De volgende dag betrapt Lurie ‘de jongen’ als hij door Lucy’s badkamerraam gluurt. Er volgt een gevecht. De jongen dreigt hen allemaal te zullen vermoorden. Escalatie dreigt. Lucy relativeert het gebeurde meteen: er is iets met die jongen, hij is niet helemaal normaal. Des te gevaarlijker, vindt Lurie. Maar Lucy maakt haar vader duidelijk dat ze hen allemaal aankan, maar niet allemaal tegelijk.

Laten gaan

Lurie voelt zich te veel. Hij gaat wonen in het stadje. Vanaf dat moment gaat het beter in de verhouding tot zijn dochter. En hij helpt Bev weer op de kliniek, waar hij een primitief eigen hoekje voor zichzelf inricht, waar hij kan genieten van de meest simpele dingen in het leven. Bij voorbeeld spelen op de banjo voor een hond die ten dode is opgeschreven en van de muziek lijkt te genieten. Hij, de man die niets had met dieren, voelt “een diepe genegenheid die van de hond naar hem uitgaat.” Langzaam verzoent hij zich weer met het leven, met zijn lot en vooral: met het lot dat Lucy heeft gekozen. 

Met een “Ja, ik laat hem gaan” verlost hij de hem zo toegenegen hond uit zijn lijden. Het ultieme loslaten.

Vragen en kwesties

Ogenschijnlijk is In Ongenade een eenvoudig verhaal, keurig chronologisch verteld, geen moeilijke taal.Voor de ongeoefende lezer kunnen hooguit de passages over (Engelse literaire) kunst een obstakel zijn, maar die zijn meestal kort. De passages over Byron zijn overigens wel essentieel voor het boek. Ze illustreren denk ik Luries eigen zoektocht naar liefde. Dit uitdiepen vergt overigens een apart essay en daarvoor is mijn tijd en ruimte te beperkt. 

Een leesboek dus. Ja, en nog boeiend ook. Maar wel een boek dat veel vragen, kwesties en dilemma’s aan de orde stelt voor wie die erin wil zien. Kwesties die het land Zuid-Afrika aangaan, maar ook algemeen menselijke zaken. Simpel gesteld gaat het boek over een schandaaltje aan een universiteit, een overval met verkrachting en grof geweld op een boerderij op het platteland van Zuid-Afrika en vooral over het loslaten van zijn dochter door de vader. Dat alles tegen de achtergrond van een nieuwe natie, die na het afschaffen van de Apartheid en na de Waarheid- en Verzoeningscommissie zichzelf opnieuw moet uitvinden en definiëren. Coetzee gebruikt het stramien van de twee verkrachtingen om diverse morele kwesties aan de orde te stellen en om de dilemma’s te laten zien waarvoor sommige blanken zich in het nieuwe Zuid-Afrika geplaatst zien.

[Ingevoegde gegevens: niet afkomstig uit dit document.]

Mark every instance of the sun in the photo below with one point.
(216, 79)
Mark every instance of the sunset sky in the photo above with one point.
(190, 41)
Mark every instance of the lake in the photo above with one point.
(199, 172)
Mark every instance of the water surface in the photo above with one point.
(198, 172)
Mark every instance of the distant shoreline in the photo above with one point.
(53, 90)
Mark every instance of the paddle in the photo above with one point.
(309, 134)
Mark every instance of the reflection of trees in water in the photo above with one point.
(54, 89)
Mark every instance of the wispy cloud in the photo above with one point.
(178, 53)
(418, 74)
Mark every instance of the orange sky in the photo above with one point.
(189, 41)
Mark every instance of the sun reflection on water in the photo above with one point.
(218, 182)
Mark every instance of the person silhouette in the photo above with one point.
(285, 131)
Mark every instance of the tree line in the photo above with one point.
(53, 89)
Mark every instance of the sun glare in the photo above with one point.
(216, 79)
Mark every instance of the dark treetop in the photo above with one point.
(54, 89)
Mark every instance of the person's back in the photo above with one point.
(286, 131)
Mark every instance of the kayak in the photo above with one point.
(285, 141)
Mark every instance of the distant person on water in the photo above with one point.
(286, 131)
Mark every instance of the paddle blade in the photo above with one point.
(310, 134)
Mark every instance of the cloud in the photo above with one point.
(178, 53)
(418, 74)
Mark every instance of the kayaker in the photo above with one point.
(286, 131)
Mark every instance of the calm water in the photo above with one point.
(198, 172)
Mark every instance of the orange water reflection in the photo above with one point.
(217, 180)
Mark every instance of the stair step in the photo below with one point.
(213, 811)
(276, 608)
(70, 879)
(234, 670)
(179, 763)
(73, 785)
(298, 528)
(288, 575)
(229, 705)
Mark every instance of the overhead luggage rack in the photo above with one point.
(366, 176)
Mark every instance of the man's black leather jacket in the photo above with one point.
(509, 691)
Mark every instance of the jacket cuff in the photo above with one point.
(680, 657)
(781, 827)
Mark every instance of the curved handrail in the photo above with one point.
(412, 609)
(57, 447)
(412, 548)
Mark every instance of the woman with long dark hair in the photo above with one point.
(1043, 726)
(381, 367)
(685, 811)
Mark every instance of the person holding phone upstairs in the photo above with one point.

Een boeiend en tegelijk beklemmend boek.

 

STELLINGEN

 1.De twee verkrachtingen vormen het stramien van het boek.

 2.Het proces van loslaten staat -in diverse betekenissen- centraal in het boek. 

 3.Lurie is als karakter onconventioneel, zelfingenomen, maar wel consequent in de aanvaarding van de gevolgen van zijn weigering een biecht te spreken voor de onderzoekscommissie. 

 4.Inconsequent is Lurie in de beoordeling van zijn eigen daden t.o.v. Melanie en haar vader tegenover zijn houding ten opzichte van wat zijn dochter Lucy overkomt. 

 5.Dit boek geeft een beklemmend beeld van de dilemma’s waarvoor de blanke bevolking van Zuid-Afrika staat na de afschaffing van de Apartheid. 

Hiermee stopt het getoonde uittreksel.